The study found that the measure of new buyer enquiries rose to a net balance of -18, the least negative figure since -14 in May 2022 and up from -34 in April.

A gauge of agreed sales increased to -7 in May, up from April’s -18.

RICS’ house price balance, which measures the difference between the percentage of surveyors seeing rises and falls in house prices, increased to -30 last month from -39 in April.

But analysts are forecasting another slowdown for the housing market with markets largely expecting the BoE’s Bank Rate to peak at 5.5% later this year, up from the existing rate of 4.5%.

“It seems storm clouds are gathered, with the UK’s stubbornly high inflation likely undermining the recent improvement in activity,” Tarrant Parsons, senior economist at RICS, said.
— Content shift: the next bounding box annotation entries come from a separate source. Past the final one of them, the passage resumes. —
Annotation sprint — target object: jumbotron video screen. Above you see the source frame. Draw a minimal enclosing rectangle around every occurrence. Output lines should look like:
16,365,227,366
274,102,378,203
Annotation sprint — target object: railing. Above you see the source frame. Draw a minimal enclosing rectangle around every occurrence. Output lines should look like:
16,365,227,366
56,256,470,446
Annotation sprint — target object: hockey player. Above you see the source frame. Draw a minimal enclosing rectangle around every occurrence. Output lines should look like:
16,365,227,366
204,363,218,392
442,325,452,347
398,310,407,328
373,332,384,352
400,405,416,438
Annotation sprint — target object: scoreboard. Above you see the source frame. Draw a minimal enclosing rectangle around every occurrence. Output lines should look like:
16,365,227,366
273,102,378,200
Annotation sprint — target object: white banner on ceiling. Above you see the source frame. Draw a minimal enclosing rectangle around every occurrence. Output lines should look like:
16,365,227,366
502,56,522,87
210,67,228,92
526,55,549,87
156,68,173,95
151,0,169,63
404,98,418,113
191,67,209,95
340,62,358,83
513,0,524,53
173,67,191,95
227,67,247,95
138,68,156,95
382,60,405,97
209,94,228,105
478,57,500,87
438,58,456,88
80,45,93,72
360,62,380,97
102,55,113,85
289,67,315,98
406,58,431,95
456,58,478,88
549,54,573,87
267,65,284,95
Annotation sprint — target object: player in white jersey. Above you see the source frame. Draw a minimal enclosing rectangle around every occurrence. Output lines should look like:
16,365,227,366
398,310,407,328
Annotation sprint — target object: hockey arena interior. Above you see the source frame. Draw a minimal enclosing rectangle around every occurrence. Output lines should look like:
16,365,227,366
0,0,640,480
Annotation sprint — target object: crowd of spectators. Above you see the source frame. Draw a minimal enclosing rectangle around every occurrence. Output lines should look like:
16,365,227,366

The Bank of England has raised borrowing costs 12 times in a row since late 2021, and is expected to increase Bank Rate again to 4.75% on 22 June in an attempt to bring inflation down from its existing rate of 8.7%, and some mortgage lenders have raised their fixed mortgage rates as a consequence.

Reflecting om the latest data, Tom Bill, head of UK residential research at Knight Frank, commented, “The UK property market has been in recovery mode since the mini-Budget, but that process could be hampered by strong wage inflation, which is putting upwards pressure on core inflation and therefore mortgage rates.

“As more financial pain enters the system, we expect prices to fall by around 5% this year. That said, wage growth is one of the factors that should limit the scope of any declines, alongside low unemployment, record-high levels of housing equity, cash sales and longer mortgages.”